Vorasidenib was approved by the FDA in August 2024 for the treatment of adult and pediatric patients 12 years and older with grade 2 astrocytoma or oligodendroglioma with a susceptible IDH1 or IDH2 mutation following surgery, including biopsy subtotal resection, or gross total resection Vojnic said. The approval was supported by data from the phase 3 INDIGO trial (NCT04164901), she added. Patients with residual or recurrent grade 2 IDH-mutant glioma were randomly assigned to receive vorasidenib (n = 168) or matching placebo (n = 163), she noted. The HR for progression-free survival was 0.39 in favor of the investigational arm (95% CI, 0.27-0.56; P < .0001) and the median time to next treatment in the investigational and placebo arms was not reached and 17.8 months, respectively.

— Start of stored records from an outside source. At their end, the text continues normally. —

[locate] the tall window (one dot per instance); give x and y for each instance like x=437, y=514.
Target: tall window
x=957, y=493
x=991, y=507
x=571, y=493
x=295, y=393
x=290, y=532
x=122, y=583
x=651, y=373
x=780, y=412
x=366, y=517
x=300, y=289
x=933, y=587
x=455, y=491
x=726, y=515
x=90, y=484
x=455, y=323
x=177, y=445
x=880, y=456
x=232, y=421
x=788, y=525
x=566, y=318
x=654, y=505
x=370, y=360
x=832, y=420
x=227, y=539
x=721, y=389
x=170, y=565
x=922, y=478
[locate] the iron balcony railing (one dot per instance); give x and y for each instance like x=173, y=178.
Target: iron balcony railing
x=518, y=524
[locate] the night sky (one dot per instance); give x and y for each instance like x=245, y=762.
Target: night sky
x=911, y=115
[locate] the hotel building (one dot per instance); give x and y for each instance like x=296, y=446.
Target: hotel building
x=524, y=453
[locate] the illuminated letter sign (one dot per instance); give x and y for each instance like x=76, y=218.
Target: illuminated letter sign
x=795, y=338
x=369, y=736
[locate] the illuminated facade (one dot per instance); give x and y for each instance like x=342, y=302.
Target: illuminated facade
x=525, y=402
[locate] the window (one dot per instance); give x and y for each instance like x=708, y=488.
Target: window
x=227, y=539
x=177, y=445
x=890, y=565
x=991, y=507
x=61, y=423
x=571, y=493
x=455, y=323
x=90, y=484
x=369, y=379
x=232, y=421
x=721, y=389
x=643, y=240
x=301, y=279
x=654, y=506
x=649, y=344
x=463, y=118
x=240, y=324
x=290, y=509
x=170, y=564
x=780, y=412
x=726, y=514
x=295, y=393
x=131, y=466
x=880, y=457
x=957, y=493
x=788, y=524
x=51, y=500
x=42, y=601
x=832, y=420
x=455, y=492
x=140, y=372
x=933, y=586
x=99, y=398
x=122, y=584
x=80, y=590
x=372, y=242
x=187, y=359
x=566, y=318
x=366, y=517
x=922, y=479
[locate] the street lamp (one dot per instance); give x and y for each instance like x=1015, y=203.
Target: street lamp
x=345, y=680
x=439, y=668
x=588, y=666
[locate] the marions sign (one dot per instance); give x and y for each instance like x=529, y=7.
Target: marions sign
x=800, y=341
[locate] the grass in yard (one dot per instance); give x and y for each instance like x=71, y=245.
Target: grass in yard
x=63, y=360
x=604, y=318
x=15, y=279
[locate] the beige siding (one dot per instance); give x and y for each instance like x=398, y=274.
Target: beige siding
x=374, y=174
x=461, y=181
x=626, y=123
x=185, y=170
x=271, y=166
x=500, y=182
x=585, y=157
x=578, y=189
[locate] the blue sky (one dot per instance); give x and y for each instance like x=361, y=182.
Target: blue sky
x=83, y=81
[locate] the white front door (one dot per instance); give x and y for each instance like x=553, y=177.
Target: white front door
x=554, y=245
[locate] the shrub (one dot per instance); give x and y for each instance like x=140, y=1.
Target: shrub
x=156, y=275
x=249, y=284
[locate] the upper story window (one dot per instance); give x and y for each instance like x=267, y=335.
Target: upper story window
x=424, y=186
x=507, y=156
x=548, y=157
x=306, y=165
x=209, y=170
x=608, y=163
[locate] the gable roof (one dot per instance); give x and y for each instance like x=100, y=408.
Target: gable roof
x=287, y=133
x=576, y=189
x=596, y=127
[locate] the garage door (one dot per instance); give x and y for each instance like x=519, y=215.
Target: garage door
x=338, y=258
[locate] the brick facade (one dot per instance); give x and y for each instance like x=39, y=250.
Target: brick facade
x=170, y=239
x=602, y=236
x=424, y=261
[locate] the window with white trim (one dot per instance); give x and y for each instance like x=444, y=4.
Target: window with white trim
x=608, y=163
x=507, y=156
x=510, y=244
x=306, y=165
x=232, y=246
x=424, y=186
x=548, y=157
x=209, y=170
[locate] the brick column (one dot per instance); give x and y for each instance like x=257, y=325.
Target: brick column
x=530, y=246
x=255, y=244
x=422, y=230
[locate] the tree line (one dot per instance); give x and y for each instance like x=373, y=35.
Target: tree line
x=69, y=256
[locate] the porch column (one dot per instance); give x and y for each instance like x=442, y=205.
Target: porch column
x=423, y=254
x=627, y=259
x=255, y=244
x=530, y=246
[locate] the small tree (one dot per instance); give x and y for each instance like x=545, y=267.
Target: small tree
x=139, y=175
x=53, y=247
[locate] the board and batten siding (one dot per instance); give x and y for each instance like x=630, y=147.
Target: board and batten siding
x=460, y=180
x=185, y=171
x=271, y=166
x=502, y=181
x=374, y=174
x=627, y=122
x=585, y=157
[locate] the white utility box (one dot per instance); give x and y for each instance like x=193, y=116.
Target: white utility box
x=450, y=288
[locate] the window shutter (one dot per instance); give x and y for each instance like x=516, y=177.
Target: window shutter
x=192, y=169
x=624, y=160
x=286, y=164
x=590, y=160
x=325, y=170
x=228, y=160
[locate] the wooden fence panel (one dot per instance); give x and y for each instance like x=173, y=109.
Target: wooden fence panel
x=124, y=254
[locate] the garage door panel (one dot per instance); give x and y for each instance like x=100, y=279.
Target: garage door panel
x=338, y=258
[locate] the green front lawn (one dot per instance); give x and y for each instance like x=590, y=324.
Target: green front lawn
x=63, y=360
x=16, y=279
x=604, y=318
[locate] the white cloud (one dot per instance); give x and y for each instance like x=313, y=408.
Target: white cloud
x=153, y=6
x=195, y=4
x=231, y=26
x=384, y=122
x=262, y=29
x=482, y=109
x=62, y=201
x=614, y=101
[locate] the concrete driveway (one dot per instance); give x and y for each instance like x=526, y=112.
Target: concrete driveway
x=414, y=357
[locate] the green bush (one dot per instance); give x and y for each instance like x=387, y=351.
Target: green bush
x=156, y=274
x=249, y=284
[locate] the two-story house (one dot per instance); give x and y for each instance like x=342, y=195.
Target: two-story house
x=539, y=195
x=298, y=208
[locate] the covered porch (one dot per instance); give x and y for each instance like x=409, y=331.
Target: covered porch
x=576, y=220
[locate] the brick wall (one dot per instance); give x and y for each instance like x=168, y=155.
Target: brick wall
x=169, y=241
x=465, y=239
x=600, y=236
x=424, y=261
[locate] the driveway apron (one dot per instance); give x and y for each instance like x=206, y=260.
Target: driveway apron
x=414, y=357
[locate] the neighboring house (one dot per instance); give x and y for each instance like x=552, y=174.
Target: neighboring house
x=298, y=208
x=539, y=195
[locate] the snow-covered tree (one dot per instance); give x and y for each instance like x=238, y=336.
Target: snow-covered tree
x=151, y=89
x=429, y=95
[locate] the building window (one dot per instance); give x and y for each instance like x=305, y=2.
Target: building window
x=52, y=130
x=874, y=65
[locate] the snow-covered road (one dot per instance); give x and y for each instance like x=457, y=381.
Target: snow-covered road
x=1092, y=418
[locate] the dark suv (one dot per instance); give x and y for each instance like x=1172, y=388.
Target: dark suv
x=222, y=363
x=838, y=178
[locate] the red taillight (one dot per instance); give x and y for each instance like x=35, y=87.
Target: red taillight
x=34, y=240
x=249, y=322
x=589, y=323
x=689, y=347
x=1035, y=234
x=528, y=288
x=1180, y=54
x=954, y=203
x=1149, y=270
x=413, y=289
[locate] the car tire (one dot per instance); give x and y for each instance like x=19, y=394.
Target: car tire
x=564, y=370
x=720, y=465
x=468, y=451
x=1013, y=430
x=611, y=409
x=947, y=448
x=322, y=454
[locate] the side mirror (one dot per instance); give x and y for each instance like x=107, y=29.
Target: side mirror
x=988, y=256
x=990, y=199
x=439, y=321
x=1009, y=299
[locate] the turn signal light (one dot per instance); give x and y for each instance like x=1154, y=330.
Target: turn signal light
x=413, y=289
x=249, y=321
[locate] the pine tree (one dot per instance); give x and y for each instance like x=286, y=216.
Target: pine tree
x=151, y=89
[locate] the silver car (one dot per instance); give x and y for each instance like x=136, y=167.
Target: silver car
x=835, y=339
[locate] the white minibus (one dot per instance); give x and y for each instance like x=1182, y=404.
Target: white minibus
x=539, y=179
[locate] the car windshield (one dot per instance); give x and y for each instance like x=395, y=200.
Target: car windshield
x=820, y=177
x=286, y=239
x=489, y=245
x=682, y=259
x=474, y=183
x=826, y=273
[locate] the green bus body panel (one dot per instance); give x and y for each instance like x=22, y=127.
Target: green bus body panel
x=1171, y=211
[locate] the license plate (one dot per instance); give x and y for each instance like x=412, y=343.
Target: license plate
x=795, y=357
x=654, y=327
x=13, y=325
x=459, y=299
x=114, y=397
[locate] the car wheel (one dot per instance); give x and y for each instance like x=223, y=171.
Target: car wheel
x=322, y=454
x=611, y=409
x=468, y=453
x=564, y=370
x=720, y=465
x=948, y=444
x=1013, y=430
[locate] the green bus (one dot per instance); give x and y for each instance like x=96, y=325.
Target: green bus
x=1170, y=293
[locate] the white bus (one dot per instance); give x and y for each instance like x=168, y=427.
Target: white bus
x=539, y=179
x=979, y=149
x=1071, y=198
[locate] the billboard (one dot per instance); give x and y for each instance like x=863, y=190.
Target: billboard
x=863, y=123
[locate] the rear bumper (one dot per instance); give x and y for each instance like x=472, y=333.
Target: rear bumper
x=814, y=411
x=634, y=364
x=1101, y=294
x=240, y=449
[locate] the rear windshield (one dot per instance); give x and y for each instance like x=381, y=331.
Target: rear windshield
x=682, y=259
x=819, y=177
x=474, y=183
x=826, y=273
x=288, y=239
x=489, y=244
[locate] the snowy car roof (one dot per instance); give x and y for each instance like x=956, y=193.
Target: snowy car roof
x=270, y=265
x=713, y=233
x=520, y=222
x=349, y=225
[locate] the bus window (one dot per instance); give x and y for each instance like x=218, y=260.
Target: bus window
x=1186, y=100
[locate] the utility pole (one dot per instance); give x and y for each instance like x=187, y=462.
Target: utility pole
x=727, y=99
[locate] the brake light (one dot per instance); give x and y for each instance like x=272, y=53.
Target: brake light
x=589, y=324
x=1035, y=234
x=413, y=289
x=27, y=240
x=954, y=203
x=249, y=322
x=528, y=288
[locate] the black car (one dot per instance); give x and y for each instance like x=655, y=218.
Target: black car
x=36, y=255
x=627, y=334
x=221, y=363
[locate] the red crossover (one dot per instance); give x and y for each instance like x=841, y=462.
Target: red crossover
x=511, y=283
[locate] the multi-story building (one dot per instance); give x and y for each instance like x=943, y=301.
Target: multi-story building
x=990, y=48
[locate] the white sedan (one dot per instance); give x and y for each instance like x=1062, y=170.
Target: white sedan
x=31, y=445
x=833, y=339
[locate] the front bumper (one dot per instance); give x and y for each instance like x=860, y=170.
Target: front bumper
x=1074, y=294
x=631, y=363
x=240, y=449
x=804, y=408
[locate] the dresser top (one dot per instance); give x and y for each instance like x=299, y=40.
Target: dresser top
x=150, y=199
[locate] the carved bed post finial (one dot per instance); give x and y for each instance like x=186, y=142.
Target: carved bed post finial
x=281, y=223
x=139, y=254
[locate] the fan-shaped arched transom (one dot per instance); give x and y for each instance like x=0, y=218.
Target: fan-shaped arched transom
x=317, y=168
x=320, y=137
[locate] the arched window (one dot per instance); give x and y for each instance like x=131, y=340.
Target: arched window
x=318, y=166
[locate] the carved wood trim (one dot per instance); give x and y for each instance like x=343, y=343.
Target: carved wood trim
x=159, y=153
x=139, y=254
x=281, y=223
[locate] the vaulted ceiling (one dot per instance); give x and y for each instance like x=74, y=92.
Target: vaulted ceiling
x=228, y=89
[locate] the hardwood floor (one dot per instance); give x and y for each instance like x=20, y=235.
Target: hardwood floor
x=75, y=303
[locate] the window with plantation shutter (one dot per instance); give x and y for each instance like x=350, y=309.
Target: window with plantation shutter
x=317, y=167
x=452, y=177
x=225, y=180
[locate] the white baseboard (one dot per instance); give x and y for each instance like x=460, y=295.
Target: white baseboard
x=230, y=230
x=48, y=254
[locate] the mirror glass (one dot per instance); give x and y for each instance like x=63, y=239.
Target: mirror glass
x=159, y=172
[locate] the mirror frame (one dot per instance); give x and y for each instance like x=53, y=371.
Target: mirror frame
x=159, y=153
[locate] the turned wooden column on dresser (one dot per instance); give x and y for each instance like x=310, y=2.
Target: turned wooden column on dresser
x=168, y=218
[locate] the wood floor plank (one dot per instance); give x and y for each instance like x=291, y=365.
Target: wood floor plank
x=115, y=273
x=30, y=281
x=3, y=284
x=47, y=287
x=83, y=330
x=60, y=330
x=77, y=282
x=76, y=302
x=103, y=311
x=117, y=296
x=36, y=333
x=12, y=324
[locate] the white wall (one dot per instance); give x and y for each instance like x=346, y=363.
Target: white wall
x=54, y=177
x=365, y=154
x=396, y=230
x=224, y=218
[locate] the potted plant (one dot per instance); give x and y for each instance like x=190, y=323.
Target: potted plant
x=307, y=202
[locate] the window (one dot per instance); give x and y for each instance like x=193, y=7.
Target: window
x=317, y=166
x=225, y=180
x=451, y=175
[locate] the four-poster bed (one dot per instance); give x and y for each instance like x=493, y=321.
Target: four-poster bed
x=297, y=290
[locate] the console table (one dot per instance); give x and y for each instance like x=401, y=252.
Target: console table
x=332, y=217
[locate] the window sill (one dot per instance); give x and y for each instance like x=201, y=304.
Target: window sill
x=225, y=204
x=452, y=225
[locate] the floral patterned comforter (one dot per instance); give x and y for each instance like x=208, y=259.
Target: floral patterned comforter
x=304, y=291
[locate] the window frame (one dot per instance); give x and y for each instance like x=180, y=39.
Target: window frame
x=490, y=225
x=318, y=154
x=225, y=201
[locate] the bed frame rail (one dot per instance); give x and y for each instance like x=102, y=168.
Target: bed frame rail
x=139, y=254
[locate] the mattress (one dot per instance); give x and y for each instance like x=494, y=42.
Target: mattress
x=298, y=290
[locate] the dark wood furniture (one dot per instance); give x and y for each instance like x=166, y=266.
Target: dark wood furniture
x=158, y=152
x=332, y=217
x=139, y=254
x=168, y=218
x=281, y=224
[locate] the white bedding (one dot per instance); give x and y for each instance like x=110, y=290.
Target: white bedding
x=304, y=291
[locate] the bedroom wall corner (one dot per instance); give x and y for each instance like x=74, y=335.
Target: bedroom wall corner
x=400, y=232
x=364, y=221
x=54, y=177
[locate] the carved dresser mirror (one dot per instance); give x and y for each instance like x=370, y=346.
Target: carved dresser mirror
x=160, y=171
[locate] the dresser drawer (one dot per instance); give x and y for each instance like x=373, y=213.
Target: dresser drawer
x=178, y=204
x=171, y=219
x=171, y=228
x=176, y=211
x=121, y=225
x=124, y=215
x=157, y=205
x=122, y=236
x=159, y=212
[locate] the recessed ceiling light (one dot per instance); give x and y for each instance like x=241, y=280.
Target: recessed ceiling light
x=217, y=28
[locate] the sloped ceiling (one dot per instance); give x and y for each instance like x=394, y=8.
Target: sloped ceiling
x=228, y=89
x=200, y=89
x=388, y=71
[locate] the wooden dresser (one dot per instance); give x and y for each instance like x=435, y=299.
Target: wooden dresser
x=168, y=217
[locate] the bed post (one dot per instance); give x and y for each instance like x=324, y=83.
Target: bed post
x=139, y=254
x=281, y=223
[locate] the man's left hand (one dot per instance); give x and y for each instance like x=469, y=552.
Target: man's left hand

Notably, at 24 months, more than 50% of patients who received vorasidenib remained progression free, Vojnic said. In terms of safety, vorasidenib was tolerable. The primary adverse effect observed was an elevated liver function test, she added. Notably, the agent is orally administered once a day and patients are monitored via blood testing, she noted.
Findings from a subgroup analysis showed that the benefit with vorasidenib vs placebo was present across key subgroups, Vojnic noted. Even high-risk patients above the age of 40 years old derived benefit from the agent, she added. Patients with residual disease greater than 2 cm in largest tumor diameter also benefited from treatment with vorasidenib, she concluded.